RTDP can find the optimal policy with half number of time steps as DP does. And as the value function approaches the optimal value function $v_*$ , the policy used by the agent to generate trajectories approaches an optimal policy.

Convertional value iteration continued to update the value of all the states, RTDP strongly focused on the subsets of the states that were relevant to the problem’s objective. This focus became increasingly narrow as learning continued.
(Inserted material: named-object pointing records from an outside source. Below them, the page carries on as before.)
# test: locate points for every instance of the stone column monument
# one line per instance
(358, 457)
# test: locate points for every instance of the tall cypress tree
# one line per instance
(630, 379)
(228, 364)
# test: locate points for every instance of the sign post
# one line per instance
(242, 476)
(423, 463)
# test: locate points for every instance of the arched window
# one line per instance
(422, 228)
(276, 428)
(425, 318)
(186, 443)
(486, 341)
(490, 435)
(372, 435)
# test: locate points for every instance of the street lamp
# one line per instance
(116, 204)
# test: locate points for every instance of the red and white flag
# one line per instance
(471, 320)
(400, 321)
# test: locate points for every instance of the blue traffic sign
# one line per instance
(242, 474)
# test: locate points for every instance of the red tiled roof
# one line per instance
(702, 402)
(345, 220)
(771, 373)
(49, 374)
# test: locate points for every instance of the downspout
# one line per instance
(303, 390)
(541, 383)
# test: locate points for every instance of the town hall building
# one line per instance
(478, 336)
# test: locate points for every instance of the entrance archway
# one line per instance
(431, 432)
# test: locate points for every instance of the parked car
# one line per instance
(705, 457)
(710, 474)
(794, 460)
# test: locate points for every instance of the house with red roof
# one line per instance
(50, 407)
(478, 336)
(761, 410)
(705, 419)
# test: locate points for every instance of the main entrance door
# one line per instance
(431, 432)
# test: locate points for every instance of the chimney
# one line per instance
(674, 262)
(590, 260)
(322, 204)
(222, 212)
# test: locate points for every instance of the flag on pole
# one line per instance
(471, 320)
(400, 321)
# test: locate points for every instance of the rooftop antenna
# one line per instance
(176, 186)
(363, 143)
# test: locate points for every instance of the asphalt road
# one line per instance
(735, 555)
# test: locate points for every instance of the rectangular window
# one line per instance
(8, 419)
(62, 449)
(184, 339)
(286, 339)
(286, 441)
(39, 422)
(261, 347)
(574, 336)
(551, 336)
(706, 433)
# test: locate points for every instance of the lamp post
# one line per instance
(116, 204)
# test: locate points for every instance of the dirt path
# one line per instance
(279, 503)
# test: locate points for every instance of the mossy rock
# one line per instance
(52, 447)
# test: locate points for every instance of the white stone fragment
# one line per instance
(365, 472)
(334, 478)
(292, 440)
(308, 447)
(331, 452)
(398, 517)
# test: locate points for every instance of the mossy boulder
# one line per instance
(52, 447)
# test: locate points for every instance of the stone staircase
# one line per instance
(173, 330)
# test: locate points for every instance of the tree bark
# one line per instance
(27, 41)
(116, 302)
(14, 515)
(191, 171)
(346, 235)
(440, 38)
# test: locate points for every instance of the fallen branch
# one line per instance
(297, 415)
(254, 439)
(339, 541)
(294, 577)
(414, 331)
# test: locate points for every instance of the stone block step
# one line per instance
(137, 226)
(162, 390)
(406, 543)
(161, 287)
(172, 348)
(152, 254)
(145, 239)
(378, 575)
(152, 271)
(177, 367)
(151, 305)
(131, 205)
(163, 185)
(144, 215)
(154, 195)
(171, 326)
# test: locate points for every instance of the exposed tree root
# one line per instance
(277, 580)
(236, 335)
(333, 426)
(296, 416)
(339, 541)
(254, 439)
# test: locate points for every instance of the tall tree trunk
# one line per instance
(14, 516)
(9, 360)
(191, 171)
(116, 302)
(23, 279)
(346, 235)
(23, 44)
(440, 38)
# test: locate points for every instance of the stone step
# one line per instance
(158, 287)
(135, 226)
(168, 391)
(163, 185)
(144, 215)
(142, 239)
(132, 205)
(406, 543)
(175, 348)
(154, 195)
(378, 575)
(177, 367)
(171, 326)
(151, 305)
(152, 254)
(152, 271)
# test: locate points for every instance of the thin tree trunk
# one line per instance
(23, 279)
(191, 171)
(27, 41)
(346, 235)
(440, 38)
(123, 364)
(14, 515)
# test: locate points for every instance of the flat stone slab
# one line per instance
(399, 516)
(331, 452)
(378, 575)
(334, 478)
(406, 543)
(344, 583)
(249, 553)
RTDP eventually would have focus only on the states that making up optimal paths, and it achieved nearly optimal control with about 50% of the computation required by sweep-based value iteration.

Planning at Decision Time

Planning can used in at least two ways: Background Planning and Decision-time Planning

Background Planning

Like DP and Dyna, it uses planning to gradually improve a policy or value function on the basis of simulated experience obtained from a model. Before an action is selected for any current state $S_t$ , planning has played a part in improving the table entries, that is, it needs to select the action for many states, include $S_t$ .

Decision-time Planning

To begin and complete planning after encountering each new state $S_t$ .
And the idea is that: If the state values are available, and the action is selected by comparing the values of model-predicted next states for each action (by comparing the values of the afterstates).